UBC-MDS / forest-fire-area-prediction

This project aims to predict the burned area of forest fires in the northeast region of Portugal, using meteorological and soil moisture data.
https://ubc-mds.github.io/forest-fire-area-prediction/reports/forest_fire_analysis_report.html
MIT License
9 stars 10 forks source link

Milestone #2: Preprocessing script #21

Closed voremargot closed 2 years ago

voremargot commented 2 years ago

Why would I not be able to use the data_download script in the features branch to download my data? Can someone else try and download the data to see if it is the script or me?

voremargot commented 2 years ago

What random state do we want to use throughout the project? 123?

gauthampughazhendhi commented 2 years ago

@voremargot It worked for me in the main branch, so it should work in any other branch.
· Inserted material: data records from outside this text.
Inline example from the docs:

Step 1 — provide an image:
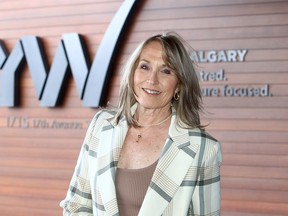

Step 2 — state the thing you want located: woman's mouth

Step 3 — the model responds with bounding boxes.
[143,88,161,95]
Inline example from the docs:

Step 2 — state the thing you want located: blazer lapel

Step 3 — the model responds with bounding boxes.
[97,115,128,215]
[139,112,199,216]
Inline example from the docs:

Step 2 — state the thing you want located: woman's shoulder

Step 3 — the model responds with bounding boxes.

Maybe @hatefr can provide more information. However, I am attaching the command I used. python download_data.py --url=https://archive.ics.uci.edu/ml/machine-learning-databases/forest-fires/forestfires.csv --out_file=data.csv

gauthampughazhendhi commented 2 years ago

For your second question, I am fine with 123.

hatefr commented 2 years ago

The command looks fine. @voremargot were you able to do download data?
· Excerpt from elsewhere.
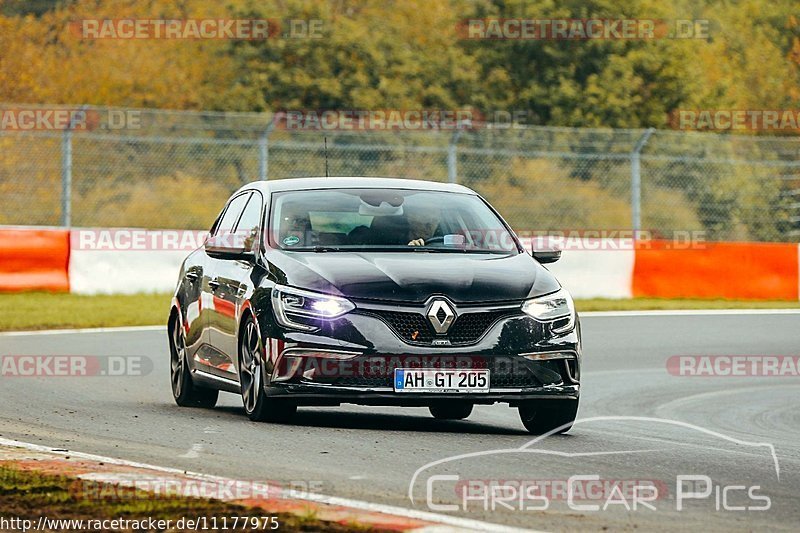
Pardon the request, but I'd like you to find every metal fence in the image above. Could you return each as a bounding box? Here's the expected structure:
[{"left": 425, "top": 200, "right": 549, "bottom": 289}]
[{"left": 0, "top": 105, "right": 800, "bottom": 241}]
Plus, random state 123 is also good.

voremargot commented 2 years ago

For some reason (1) I had an old version of the script in my features folder and (2) I wasn't calling the features with --url and --out_file! Got it working now! Thanks!

voremargot commented 2 years ago

So I think this milestone is pretty easy! As far as data cleaning goes all I need to do is add in seasons column and change the target values to log scale correct? And then I'll create a train and test split and save that data to the data file. The transformations for the ML pipelines should happen in the ML script so I am leaving them out of this one. If that's all there is to it I think I'm pretty close to being done and will be able to help others with their parts this week!! @gauthampughaz @Anahita97 @hatefr

voremargot commented 2 years ago

I have posted the script that does the simple preprocessing of the data and outputs a test and training dataset. The files are saved as pickle files, which is specific to python. To load a pickle file into a script you will use pickle.loads(data). You will also have to import the pickle library. Let me know if another file type would be better!